Como la mayoría de los desafíos educativos interesantes, las calificaciones son secundarias al tiempo y la frustración. Si hacía mal los cálculos con las piernas extendidas, se tambalearían y colapsarían en un charco de tiempo, energía y aserrín perdidos. Cada etapa de su realización requirió humildad y colaboración. Tenías que superar tu mal comportamiento e ir a ver cómo el jugador novato de hockey sobre césped había resuelto el problema del cajón. Incluso cuando hacías bien las cosas importantes, necesitabas lijar, barrer y descubrir cómo te habías equivocado. Todos en la clase pudieron ver cómo estabas. Sus ojos hicieron el trabajo del examen final.
El estudiante sabía que si entraba en las casas de los carpinteros nacidos en la isla encontraría una versión anterior de esa misma mesa. Incluso ahora, una de estas mesas sostiene la lámpara de lectura de mamá, la colección de revistas del dentista o una caja de herramientas oxidada en el sótano. Para entrar en la hermandad de los constructores, para ser recibido por los consumados y los artesanos, era necesario hacer esta mesa.
Ahora mi antiguo alumno tuvo que deshacerse de él. Alguien que no hubiera pasado horas lijándolo a mano le pondría una planta araña moribunda. Luego, en unos años, estaría en el basurero. Como decenas de otros.

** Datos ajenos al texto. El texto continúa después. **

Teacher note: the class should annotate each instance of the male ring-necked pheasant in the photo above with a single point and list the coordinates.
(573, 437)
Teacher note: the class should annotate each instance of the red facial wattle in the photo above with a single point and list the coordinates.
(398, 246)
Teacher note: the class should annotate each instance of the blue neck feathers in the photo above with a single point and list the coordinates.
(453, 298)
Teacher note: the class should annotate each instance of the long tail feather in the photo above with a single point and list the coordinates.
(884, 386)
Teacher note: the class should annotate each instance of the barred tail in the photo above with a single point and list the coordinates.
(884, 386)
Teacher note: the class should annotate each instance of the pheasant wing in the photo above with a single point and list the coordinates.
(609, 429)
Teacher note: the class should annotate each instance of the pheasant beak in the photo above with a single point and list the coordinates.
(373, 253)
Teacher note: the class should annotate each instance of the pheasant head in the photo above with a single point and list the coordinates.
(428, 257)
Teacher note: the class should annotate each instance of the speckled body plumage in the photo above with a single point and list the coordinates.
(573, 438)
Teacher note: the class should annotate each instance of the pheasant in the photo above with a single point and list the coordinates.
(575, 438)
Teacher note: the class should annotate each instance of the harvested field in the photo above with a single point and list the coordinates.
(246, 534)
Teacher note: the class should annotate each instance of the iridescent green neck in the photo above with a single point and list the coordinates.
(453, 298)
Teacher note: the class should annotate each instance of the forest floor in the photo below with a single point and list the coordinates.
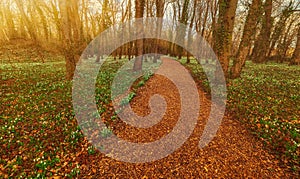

Los exámenes no importan. Sean de madera o de papel, miden lo que se ha hecho, no lo que sucederá. Terminar la tabla era dominarte a ti mismo, eso es lo que dijo mi alumno. Había que lijarlo. Había que teñirlo. Había que hacerlo con tanta precisión que no se tambaleara. Había que ser paciente y persistente. En los años de deriva, esas lecciones no dieron frutos. Pero cuando se encontró tambaleándose sobre las rocas, los regalos de la mesa lo mantuvieron fuerte.
No necesitamos los tótems (o al menos todos ellos). El bien que hicieron está arraigado en nuestra práctica diaria. Tanto la máquina de burbujas como la mesa siguen vivas en la mente y en las manos de quienes las usaron.
Todos los estudiantes exitosos hacen una mesa. Escriben una tesis, cantan en un concierto, completan una rutina de piso, se ponen de pie y son contados. Si nosotros, los padres, los maestros y la comunidad, tenemos éxito, ellos llegan al lugar de trabajo jóvenes, pacientes y fuertes. Una vez que lo hacen, el artefacto no importa. Se ha vuelto interno. Pasamos todos los días lijando y barriendo, de una forma u otra.